My father often made fun of my mother’s over-religiosity. In those days, small movable altars in wooden boxes that closed with a flap and doors, like an envelope, and contained different saints, were available for a day—for a fee, I assumed, from the church. You could have the statue for a day or two when someone was ill.

Even an arm of the Nazareno could be borrowed (“rented”) when someone was ill. My physician father assumed there was always someone somewhere who would rather pray for a cure than go to a doctor.

Even the arm of the Black Nazarene statue, which was believed by many to be miraculous, could be borrowed. My heretic Dad said the Nazarene must be an octopus because, in the 1930s, when someone fell ill you could borrow its arm (it came in a varnished box). During epidemics, there were many of these holy arms roaming around.

Dark procession

When I was a child, it always terrified me when the Señor Nazareno procession passed our narrow Escaldo street. Everyone in the procession carried a lighted candle, but when the carroza of the Nazarene passed by everything was dark.

I think the carroza did not have wheels then, but was borne on the shoulders by barefoot devotees. And it was dark because only the males could fight their way up to the Nazareno in order to wipe a handkerchief or a towel on the statue in the fanatic belief that the cloth would thenceforward also be miraculous. Thus, the women with lighted tapers never could join the Nazareno portion lest they be trampled to death.

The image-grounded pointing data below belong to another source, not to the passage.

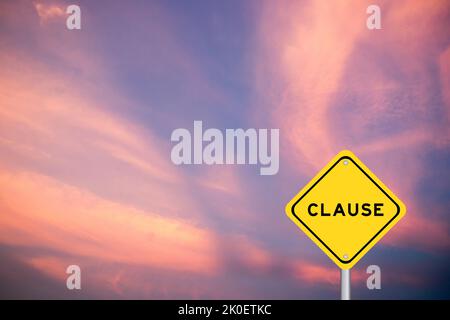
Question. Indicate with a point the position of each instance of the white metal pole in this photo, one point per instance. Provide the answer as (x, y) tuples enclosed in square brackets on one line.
[(345, 284)]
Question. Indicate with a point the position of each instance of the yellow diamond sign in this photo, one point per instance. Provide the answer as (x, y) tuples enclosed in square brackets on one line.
[(345, 209)]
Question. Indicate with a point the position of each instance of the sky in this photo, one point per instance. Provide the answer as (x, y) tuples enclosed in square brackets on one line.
[(85, 123)]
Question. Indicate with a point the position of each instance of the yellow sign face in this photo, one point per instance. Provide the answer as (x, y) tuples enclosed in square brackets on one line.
[(345, 209)]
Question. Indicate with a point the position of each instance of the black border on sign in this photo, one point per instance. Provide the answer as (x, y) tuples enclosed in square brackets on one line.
[(315, 235)]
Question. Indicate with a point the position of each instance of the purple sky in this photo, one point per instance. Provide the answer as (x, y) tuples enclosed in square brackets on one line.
[(85, 124)]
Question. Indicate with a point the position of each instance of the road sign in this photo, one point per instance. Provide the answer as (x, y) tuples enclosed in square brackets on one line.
[(345, 209)]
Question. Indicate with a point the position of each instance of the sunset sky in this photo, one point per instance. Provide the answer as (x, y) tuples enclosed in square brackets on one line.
[(86, 117)]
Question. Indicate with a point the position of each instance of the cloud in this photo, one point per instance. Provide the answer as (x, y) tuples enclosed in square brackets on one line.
[(48, 12)]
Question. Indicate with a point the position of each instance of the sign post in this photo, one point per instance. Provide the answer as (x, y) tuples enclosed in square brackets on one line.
[(345, 210), (345, 284)]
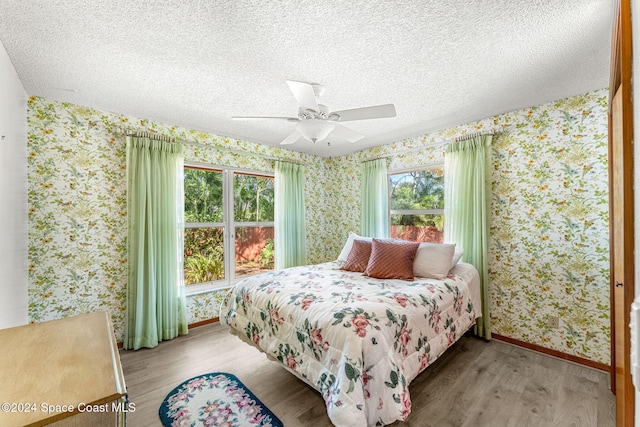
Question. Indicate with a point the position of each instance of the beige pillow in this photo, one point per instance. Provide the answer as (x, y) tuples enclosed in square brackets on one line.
[(392, 259), (457, 256), (433, 260), (358, 258), (346, 249)]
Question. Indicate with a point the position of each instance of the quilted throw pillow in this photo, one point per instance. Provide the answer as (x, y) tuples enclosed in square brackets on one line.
[(358, 258), (391, 259)]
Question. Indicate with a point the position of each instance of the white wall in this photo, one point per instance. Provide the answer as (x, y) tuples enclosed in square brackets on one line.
[(13, 196)]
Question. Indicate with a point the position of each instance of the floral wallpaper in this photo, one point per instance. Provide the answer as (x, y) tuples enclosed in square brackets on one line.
[(77, 206), (549, 224), (548, 247)]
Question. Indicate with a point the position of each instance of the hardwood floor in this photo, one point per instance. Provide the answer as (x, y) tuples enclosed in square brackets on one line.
[(475, 383)]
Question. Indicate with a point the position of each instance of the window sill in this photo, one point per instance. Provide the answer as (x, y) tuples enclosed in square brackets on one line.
[(204, 288)]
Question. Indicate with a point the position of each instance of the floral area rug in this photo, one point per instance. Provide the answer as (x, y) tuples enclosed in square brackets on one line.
[(216, 399)]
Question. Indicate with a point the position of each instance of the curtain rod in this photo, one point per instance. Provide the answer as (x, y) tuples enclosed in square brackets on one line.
[(435, 144), (408, 150), (474, 135), (172, 139)]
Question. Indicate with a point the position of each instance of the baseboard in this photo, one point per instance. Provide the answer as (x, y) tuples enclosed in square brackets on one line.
[(204, 322), (190, 326), (554, 353)]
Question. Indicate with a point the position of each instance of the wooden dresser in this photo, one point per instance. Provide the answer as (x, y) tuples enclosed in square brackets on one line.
[(63, 372)]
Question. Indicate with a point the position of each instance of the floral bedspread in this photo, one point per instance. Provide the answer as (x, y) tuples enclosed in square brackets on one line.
[(360, 341)]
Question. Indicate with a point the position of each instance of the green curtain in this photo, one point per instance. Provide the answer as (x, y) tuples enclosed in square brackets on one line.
[(290, 235), (156, 306), (374, 220), (467, 168)]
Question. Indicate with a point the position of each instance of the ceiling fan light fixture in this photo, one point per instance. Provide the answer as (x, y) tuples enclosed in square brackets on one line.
[(315, 130)]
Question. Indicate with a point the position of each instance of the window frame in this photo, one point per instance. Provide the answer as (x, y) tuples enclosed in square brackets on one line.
[(228, 225), (421, 168)]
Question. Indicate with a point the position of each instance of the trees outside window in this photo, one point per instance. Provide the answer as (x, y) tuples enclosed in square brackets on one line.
[(416, 203), (228, 225)]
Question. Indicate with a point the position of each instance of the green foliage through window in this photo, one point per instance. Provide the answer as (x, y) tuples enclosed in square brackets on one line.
[(417, 191)]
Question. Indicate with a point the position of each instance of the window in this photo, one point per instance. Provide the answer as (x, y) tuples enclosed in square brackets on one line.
[(228, 225), (416, 204)]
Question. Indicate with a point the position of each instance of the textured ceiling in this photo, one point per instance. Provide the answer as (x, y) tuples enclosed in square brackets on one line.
[(196, 63)]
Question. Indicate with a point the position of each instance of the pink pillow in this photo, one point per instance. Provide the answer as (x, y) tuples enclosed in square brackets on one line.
[(358, 258), (391, 259)]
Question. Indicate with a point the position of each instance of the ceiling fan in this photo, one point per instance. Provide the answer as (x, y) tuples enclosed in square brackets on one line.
[(315, 121)]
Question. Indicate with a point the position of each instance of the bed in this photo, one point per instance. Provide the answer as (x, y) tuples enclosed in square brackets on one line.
[(358, 340)]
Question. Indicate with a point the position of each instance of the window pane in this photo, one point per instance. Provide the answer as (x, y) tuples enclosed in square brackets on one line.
[(203, 255), (254, 250), (253, 198), (202, 195), (418, 228), (417, 190)]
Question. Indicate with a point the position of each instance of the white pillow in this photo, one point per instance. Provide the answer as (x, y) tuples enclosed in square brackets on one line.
[(457, 255), (344, 254), (433, 260)]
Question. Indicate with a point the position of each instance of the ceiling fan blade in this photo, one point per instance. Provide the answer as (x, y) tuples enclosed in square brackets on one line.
[(289, 119), (347, 134), (304, 94), (294, 137), (363, 113)]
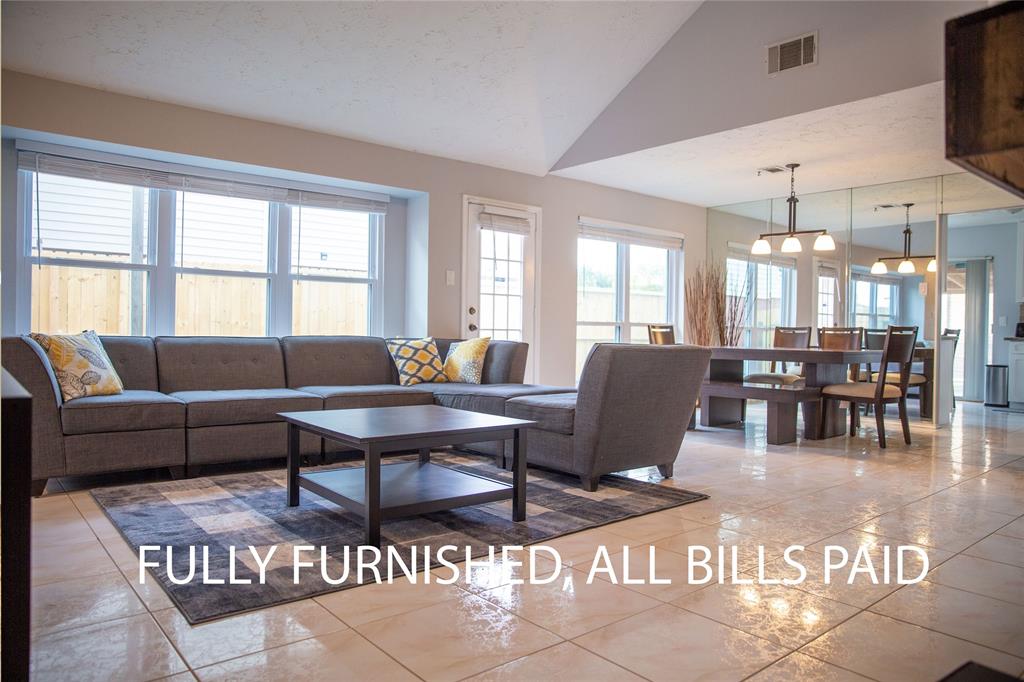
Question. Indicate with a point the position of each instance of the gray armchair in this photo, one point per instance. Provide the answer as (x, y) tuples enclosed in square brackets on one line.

On top, with the image, was always the burly sacristan mayor of the Quiapo Church in red and white monecillo garb. His job was to push down devotees who managed to climb the carroza. Or at least to receive the handkerchiefs or towels, wipe them on the image and throw these back to their owners. It was a frightening scene of fanaticism, and every year it passed our street.

I haven’t gone to Mass in Quiapo since I was a child. My husband and I moved to Quezon City, and therefore another parish, when we got married. But in whatever guise the Christ is, in whatever church, to me he will always be simply God.